The second big divergence is over grains, which are welcome on the Spartan Diet in fermented form. You'll note that nearly all the evidence in the Paleo literature against grains comes from the beginning of civilization (early farmers were short and sick) and the end of civilization (industrial revolution and the current obesity/diabetes epidemics). Between these extremes traditional cultures all over the world fermented (and many still ferment) their grains through "sourdough" bread processes, and with liquid ferments. Fermentation nearly eliminates antinutrients, and radically increases the bio-availability of nutrients in grains, and even produces new nutrients.
Paleo fans who want to take their health to the next level will be able to "Spartanize" their Paleo diet to take it to the next level. Grains are not required, and Paleo fans who oppose grains can skip them. No big deal. The most important thing is to stop eating industrial meats, and prepare foods using the extensive list of Spartan Diet principles and cooking methods for maximum health.
do you have to buy the book to actually find out what this diet involves? most of the text on the website seems to suggest it's something pretty similar to paleo in principal anyway? - for instance discarding processed foods...
I understood Gladiators would eat lion hearts before a fight.
"Do you think its possible to adapt the spartan diet" for me personally absolutely not,my ancestors did not eat grains and they make me feel like crap.did you know gladiators were actually chubby?preferred food for adding fat...beans and grain.

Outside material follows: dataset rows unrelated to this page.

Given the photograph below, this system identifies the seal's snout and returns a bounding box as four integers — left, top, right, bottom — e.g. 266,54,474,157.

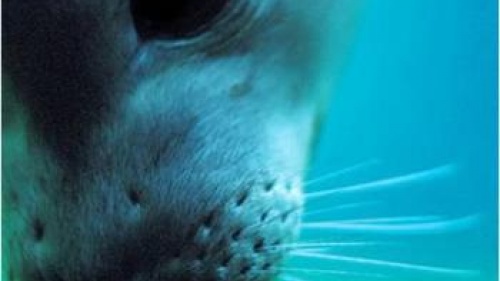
155,178,303,281
3,0,354,280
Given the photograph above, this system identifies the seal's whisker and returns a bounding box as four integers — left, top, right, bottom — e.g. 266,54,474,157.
301,214,480,235
289,251,481,278
279,267,389,279
279,274,308,281
329,215,444,224
302,201,381,218
304,164,457,200
304,159,381,187
264,241,387,252
286,158,381,178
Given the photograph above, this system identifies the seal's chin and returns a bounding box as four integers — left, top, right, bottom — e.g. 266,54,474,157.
152,177,303,281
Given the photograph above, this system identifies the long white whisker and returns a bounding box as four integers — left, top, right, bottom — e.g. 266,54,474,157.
265,241,384,251
304,159,380,187
280,274,307,281
334,215,443,224
279,267,388,279
290,251,481,278
301,215,480,235
302,201,380,218
279,267,387,278
305,164,457,200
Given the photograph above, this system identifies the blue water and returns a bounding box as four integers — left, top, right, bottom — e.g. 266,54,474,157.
283,1,498,281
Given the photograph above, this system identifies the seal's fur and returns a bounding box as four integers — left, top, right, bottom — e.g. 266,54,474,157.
3,1,359,280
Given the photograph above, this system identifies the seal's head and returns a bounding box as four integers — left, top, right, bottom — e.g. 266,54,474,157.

Did you know the people of this time period in this geographical region were very short? like 5-5.5 feet tall.
Or Were the healthy way of the Spartan People more than just diet. yea and who says they were healthy?
The very disciplend and trimmed society? huh?
There is an awesome lecture series on ancient greece (and sparta) on youtube. Linking to the episode about sparta right now, but the whole series is worth watching.
Sparta, pt 1: http://www.youtube.com/watch?v=TuJ7lGZVUl4
Sparta, pt 2: http://www.youtube.com/watch?v=wP1POpsqin4
There is every indication that the Spartans were the healthiest people ever. The few statues that survive showing everyday Spartan people suggest radical physical fitness.
This is a teenage girl:
They lived long lives. They dominated the Olympics. They were famous throughout Greece for their strength, endurance and athleticism.